Thursday, June 14, 2012

MY EXTRA ORDINARY LIFE

My names Charlotte Tubron and this is my extraordinary life as a 14 year old girl with brown hair and bright blue eyes.

     My life started on the 17th of December in the year of 1997. That was the year my Grandfather passed away. I didn’t get to meet him. A few years later, I was 3. Everything changed then when my whole family, Mum, Dad, everyone and everything was burnt down in the house fire, started by a group of arsonist’s. I was on the outside. And from then on, it was never the same. My whole life changed. I got nightmares at the age of 3 and a half. At 4, I got day mares as well. My Grandmother suggested counciling, but it wasn’t necessary. It was never going to stop. 
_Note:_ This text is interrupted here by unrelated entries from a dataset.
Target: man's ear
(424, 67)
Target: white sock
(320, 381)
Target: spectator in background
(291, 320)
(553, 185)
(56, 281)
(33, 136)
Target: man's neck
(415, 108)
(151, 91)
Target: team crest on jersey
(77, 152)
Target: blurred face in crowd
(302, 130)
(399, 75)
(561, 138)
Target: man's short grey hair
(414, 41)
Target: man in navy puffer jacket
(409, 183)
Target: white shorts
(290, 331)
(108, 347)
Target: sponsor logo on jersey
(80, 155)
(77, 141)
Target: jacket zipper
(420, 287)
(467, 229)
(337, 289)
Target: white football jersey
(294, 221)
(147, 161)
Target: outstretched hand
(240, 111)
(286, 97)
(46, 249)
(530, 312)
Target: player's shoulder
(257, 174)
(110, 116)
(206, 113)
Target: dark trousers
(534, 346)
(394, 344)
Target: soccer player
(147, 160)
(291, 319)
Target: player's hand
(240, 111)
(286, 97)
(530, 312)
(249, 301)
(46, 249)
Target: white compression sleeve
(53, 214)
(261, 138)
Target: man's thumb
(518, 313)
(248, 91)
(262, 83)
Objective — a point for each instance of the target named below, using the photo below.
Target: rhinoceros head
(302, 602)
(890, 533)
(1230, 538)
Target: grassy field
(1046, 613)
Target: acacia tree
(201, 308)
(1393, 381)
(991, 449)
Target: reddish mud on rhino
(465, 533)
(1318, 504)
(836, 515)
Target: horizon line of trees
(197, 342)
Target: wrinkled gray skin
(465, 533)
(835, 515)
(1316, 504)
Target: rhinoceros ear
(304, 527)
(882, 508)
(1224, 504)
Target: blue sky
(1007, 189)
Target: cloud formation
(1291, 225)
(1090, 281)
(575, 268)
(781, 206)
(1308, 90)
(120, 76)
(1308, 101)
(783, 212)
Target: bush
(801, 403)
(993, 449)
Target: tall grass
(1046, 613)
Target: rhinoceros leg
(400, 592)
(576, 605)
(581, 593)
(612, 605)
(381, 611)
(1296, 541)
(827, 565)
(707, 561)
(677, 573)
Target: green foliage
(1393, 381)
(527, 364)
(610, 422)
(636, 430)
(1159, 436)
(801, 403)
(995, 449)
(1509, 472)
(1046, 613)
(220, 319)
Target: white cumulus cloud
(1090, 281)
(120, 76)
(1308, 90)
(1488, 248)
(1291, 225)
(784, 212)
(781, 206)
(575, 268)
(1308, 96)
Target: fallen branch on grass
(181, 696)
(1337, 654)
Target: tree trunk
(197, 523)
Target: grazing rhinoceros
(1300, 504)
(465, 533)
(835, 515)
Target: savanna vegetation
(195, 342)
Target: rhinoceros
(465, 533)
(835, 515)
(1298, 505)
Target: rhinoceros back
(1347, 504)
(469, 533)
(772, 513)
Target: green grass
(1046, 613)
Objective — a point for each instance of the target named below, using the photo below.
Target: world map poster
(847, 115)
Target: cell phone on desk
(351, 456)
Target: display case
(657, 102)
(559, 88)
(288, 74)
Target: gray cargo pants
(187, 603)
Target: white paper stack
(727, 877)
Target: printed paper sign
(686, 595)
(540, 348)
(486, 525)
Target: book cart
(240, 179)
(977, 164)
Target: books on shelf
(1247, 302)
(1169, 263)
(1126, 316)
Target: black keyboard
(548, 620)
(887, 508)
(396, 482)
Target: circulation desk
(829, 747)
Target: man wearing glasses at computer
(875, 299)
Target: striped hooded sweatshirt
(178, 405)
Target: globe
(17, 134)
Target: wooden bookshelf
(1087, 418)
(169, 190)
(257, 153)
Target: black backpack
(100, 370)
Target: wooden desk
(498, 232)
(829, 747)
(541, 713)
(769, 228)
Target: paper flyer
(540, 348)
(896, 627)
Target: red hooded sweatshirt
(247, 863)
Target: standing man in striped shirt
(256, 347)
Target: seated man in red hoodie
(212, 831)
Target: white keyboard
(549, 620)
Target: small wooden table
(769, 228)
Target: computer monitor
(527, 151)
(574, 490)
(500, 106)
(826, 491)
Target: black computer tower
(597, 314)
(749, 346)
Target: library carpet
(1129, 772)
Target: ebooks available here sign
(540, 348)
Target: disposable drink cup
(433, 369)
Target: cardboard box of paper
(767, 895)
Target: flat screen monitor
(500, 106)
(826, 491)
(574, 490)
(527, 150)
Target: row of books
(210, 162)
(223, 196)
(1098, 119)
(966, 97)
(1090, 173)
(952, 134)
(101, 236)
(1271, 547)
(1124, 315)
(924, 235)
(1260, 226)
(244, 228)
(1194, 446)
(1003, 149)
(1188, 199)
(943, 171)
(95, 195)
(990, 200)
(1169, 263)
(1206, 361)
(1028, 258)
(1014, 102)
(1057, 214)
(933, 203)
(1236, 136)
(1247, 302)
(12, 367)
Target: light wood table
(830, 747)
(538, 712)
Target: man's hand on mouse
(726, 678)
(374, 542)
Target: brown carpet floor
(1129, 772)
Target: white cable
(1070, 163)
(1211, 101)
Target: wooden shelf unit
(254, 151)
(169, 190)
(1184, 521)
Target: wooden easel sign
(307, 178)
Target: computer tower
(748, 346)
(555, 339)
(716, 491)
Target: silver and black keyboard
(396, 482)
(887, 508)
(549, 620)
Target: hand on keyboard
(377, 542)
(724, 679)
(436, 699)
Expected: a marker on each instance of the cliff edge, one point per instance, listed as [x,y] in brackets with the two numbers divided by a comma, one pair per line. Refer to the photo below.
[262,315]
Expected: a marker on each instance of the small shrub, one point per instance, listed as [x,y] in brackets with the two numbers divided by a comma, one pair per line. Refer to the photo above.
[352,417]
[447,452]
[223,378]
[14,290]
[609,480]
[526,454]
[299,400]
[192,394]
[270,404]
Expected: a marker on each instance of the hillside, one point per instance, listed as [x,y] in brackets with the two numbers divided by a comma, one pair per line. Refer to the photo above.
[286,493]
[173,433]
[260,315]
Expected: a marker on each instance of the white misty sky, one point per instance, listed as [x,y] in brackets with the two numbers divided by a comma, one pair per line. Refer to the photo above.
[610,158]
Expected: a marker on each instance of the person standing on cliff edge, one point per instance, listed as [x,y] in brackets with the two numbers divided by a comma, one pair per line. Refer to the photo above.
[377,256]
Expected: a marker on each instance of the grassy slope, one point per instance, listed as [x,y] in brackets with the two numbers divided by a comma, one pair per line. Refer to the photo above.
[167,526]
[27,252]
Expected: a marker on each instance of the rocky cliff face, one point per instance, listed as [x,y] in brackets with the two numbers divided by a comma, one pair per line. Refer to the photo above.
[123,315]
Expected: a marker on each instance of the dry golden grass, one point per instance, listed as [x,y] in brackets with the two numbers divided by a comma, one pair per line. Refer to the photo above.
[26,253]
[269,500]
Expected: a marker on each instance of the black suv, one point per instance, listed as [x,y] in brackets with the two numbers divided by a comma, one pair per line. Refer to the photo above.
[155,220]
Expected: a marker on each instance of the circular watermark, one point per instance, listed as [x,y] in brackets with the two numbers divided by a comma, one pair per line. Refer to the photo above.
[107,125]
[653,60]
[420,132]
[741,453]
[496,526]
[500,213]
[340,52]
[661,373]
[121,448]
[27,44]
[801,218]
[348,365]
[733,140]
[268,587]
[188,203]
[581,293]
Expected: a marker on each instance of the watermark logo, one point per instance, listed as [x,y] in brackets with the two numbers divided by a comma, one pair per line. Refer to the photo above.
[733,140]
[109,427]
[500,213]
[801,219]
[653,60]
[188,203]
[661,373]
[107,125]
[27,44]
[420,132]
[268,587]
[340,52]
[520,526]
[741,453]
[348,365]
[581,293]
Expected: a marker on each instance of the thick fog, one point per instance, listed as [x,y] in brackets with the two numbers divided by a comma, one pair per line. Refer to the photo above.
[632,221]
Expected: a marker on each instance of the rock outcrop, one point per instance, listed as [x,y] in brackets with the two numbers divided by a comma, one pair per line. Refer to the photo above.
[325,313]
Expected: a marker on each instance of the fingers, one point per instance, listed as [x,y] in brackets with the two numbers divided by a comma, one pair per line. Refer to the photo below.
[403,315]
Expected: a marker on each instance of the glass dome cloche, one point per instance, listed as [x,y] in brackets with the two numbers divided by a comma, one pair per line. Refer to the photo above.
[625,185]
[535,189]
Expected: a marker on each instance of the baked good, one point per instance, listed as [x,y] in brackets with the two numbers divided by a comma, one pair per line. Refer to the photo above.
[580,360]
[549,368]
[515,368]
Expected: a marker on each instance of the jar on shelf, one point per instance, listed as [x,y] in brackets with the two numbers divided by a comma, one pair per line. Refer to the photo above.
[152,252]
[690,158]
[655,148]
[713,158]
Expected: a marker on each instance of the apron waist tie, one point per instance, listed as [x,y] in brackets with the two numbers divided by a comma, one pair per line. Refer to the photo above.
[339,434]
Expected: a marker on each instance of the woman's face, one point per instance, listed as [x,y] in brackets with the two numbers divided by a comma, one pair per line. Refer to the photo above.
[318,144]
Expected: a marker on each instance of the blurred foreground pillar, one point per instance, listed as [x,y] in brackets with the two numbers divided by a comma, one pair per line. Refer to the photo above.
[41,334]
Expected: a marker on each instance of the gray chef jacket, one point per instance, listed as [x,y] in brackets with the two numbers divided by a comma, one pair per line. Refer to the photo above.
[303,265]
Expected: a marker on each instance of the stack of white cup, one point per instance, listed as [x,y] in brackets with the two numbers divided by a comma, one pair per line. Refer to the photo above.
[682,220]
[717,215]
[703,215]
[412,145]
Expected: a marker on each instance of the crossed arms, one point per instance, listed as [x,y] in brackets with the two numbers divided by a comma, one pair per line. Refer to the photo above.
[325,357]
       At 5, I started school. It didn’t help. I got day and nightmares. I re-lived the experience. One day, I started drawing my imagination on paper. It was like life, and I loved it. My Gran got me private lessons, but I hated it, I wanted to draw what I wanted, not what someone else wanted me to draw. At 6, I started counciling. It was horrible. I wanted to run away and cry, forever. But I couldn’t. They told me to write. So, I wrote. I wrote everything. About my parents, my school, my Gran, and it hang there. So my hobby was to write and draw. What else? Have night and day mares?

       At the age of 7, I started having random epilepsy fits. I fell to the ground and all the other kids did was laugh at me. It happened nearly everyday and if I was lucky enough, it happened twice a day some days. It was horrid. I went to the hospital and they hadn’t seen anything like it. I wasn’t normal, I was strange, like a martian on earth. Like mixing ballet with soccer. I just wasn’t right. At 8, my Gran pulled me out of school. I stayed home. But I was bored. So I ran away, everyday.


       At 9, my life sucked even more. I made a friend , but she left. It didn’t last. 10, I nearly died. my Gran was nearly going to put me up for adoption, but I changed her mind. I didn’t give her much trouble anyway.

 
    When I was 10, it was all the same. Nothing different. 11. I went back to school, but again it didn’t help. It just dragged the days to make them longer.

     
At 12, I started counciling again. My class kept laughing at me, but the fits started calming down a lot. I sat in my tree all day and watched all the little birds fly by. It helped to calm me. I helped me control my breathing. On my 13th birthday, my Gran got me a whole room full of artist equipment. Paints, books, pencils. It was all I needed. 

     At 14, my life started getting worse again. I started getting the fits again, I felt like i wanted to die and i continued getting day and nightmares. It was uncontrollable. It happened. I couldn’t help it. Thats when my Gran couldn’t handle it anymore. She passed away in her sleep a few months ago and from then on, I have been alone my whole life.